Cortex for 'organisations of national significance'
Since 2013, the GCSB has used its "Cortex" suite of cyber defence systems to detect and disrupt attacks on "organisations of national significance".
Last week's cyberattacks on Australia did not succeed in disabling any infrastructure or the theft of any data, according to initial reports. And Little said the GCSB did not detect any threats out of the normal here.
But cyberattacks are costing our economy. Toll Group, Fisher & Paykel Appliances and Lion have all seen significant disruption to their businesses, with manufacturing and stock management systems down for weeks, following recent ransomware attacks - which a report by security company Emsisoft estimates have cost NZ at least $37.5m this year.
GCSB says it has prevented $100m in harm
In a report delivered in February, the GCSB said, "We have continued to improve and advance our Cortex cyber-defence capabilities, which we calculate have prevented almost $100m of harm to nationally significant organisations since June 2016."
It said $27.7m in harm was prevented by Cortex in 2019 as the GCSB assisted or advised some 800 organisations. The agency reported there were 339 cyber attacks on NZ "organisations of national significance" in 2019. Of those, 131 had "links to state-sponsored actors - the same proportion as the previous year," when there were 347 attacks.
Beyond Cortex, since 2016 the GCSB has been required to vet proposed telecommunications network upgrades under the Telecommunications (Interception Capability and Security) Act - the legislation that created the process that saw Huawei blocked from Spark's 5G mobile network upgrade on un-named national security grounds (later hinted at by GCSB director-general Andrew Hampton).
Little has pointed out that New Zealand businesses and individuals hit by a cyber-attack can also contact the Government's Computer Emergency Response Team or Cert NZ, created in 2016 with at $22.2m budget (which got a $2.2m per year boost in Budget 2019).

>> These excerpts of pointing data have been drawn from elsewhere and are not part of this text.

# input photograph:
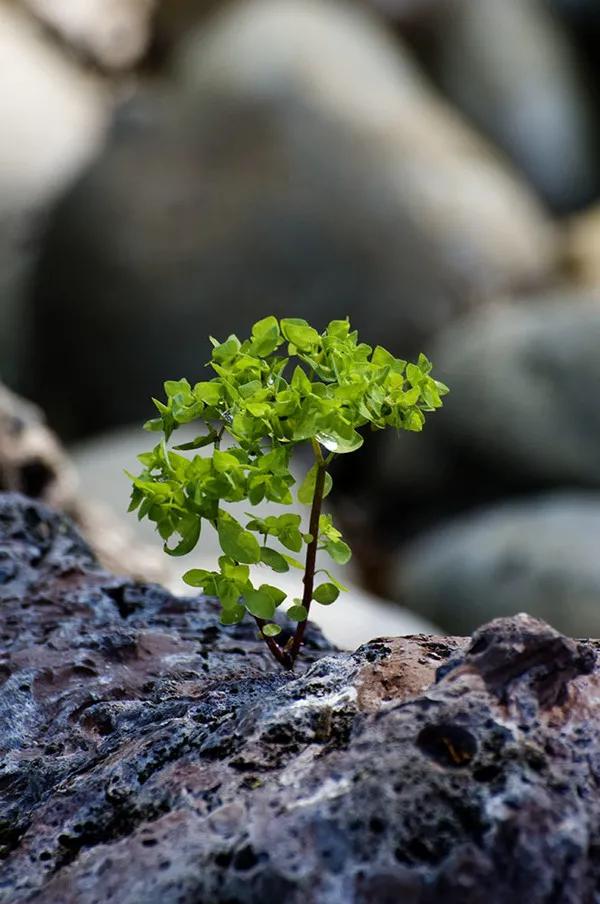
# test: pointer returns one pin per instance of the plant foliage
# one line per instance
(284, 386)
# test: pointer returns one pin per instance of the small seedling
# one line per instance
(286, 386)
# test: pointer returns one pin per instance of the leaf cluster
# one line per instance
(285, 385)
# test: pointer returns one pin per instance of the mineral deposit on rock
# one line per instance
(149, 754)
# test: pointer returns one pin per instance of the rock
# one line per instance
(112, 33)
(101, 464)
(510, 68)
(540, 554)
(52, 118)
(150, 754)
(521, 378)
(33, 462)
(226, 199)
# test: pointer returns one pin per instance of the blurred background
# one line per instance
(171, 169)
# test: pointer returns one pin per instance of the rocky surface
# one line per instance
(149, 754)
(539, 553)
(522, 378)
(510, 69)
(298, 164)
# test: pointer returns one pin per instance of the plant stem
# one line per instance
(282, 656)
(311, 556)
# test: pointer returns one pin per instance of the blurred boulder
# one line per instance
(582, 248)
(52, 118)
(523, 381)
(301, 166)
(521, 418)
(510, 68)
(540, 555)
(33, 462)
(112, 33)
(101, 463)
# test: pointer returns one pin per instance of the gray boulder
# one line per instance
(524, 381)
(510, 68)
(539, 554)
(300, 166)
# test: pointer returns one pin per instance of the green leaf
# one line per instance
(210, 392)
(196, 577)
(236, 542)
(300, 333)
(306, 491)
(274, 559)
(275, 593)
(232, 615)
(332, 578)
(271, 630)
(259, 603)
(155, 425)
(234, 572)
(339, 551)
(227, 350)
(326, 594)
(189, 531)
(198, 442)
(301, 383)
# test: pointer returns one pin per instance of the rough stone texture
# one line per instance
(112, 33)
(539, 554)
(150, 755)
(582, 248)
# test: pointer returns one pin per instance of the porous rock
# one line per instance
(149, 754)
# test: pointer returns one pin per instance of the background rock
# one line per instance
(539, 554)
(301, 166)
(152, 755)
(112, 33)
(523, 379)
(510, 68)
(582, 248)
(52, 118)
(101, 464)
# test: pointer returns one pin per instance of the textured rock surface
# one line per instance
(523, 378)
(150, 755)
(52, 118)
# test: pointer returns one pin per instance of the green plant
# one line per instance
(285, 386)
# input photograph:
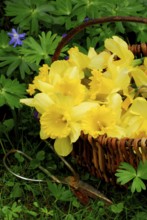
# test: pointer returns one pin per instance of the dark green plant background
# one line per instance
(45, 22)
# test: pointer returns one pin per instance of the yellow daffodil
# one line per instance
(95, 93)
(100, 86)
(98, 61)
(101, 120)
(120, 49)
(119, 74)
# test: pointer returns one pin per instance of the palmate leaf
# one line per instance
(137, 185)
(10, 92)
(14, 61)
(28, 13)
(126, 172)
(35, 52)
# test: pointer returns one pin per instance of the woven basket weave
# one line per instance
(101, 156)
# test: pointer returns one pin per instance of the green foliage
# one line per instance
(35, 52)
(37, 159)
(59, 192)
(126, 173)
(44, 22)
(11, 91)
(6, 126)
(12, 212)
(117, 208)
(28, 13)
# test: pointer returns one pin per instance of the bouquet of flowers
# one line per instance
(94, 93)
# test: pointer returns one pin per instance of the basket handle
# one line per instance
(79, 28)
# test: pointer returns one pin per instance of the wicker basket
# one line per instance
(102, 156)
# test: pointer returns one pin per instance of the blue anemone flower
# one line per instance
(16, 38)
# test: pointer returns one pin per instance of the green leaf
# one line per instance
(11, 91)
(16, 191)
(35, 52)
(137, 185)
(59, 191)
(34, 164)
(40, 155)
(117, 208)
(142, 170)
(8, 124)
(64, 7)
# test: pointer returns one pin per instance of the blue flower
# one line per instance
(16, 38)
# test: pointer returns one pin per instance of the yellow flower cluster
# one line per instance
(98, 93)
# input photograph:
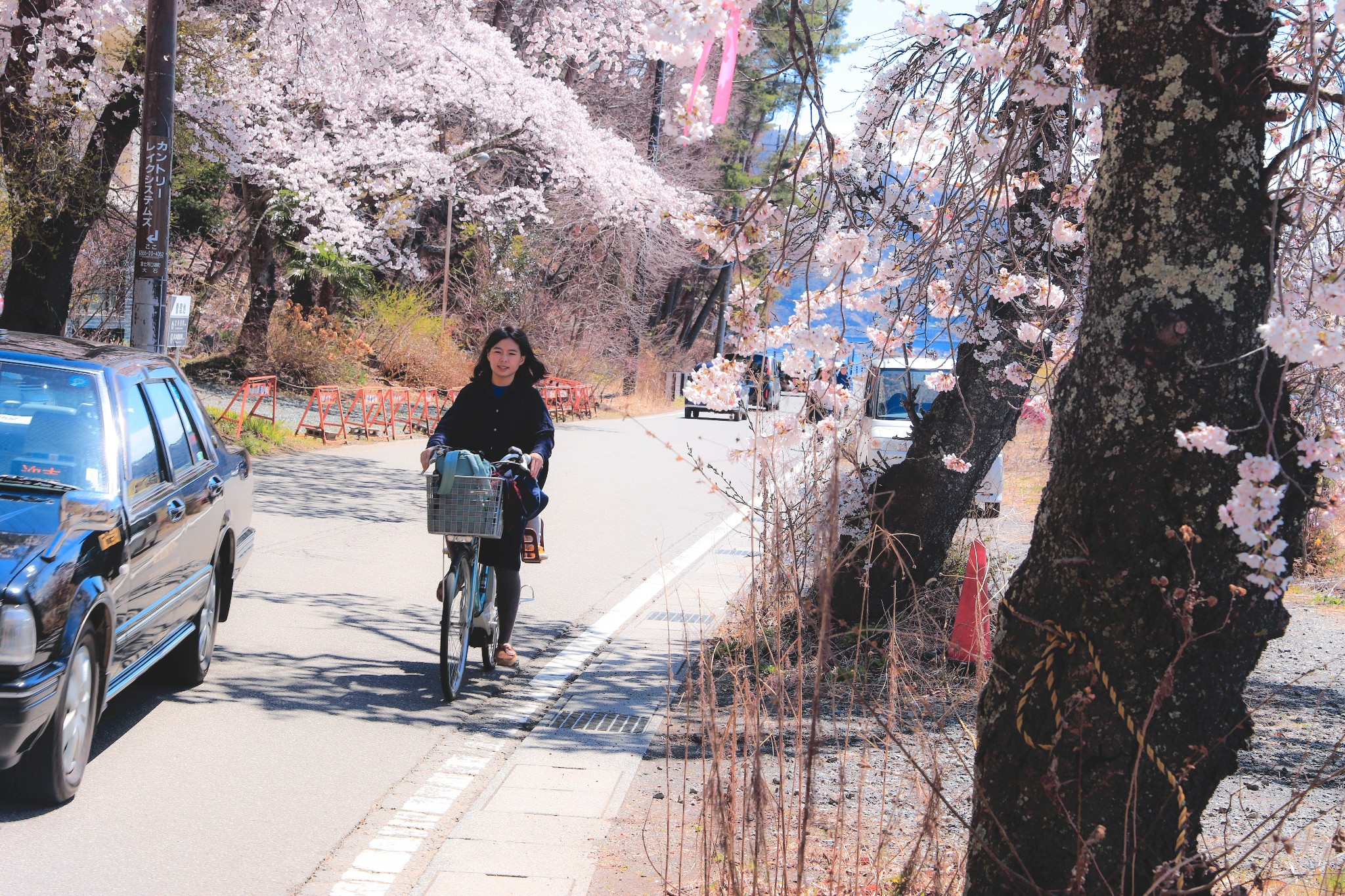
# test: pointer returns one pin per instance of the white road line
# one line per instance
(374, 871)
(553, 677)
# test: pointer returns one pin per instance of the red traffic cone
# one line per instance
(970, 639)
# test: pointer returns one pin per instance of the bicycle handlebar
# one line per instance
(514, 457)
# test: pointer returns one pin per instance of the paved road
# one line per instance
(324, 689)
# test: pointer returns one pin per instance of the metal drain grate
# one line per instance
(612, 723)
(663, 616)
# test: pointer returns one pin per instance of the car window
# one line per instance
(170, 425)
(51, 426)
(142, 448)
(194, 442)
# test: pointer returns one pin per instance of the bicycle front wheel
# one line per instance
(455, 626)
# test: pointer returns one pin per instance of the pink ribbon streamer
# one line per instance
(728, 64)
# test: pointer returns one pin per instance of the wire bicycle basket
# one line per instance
(475, 507)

Cert NZ, headed by director Rob Pope, acts as point of first contact or triage centre, directing victims of cyber attacks to the relevant police or tech support contacts. It also offers alerts and advice.
And he pointed to Netsafe, which was created in 1998, but was considerably beefed up in 2015 after it was named as the lead agency for the Harmful Digital Communications Act. A lot of Netsafe's activities involve online abuse and bullying, but it also has a cybersecurity remit.
Budget 2018 set aside $8 million to be spent over four years on new cyber-security policy. The Government did not immediately answer a question on how that process was tracking or what new policy was in train as a result of the funding.
Some analysts put China in the frame for last week's cyberattacks on Australia. Morrison did not name any state.
New Zealand has not had the same adversarial relationship with China. But regardless of whomever was behind last week's attacks, NTT cyber-security head Matthew Lord told the Herald that Kiwis should not be complacent - particularly organisations that had operations on both sides of the Tasman.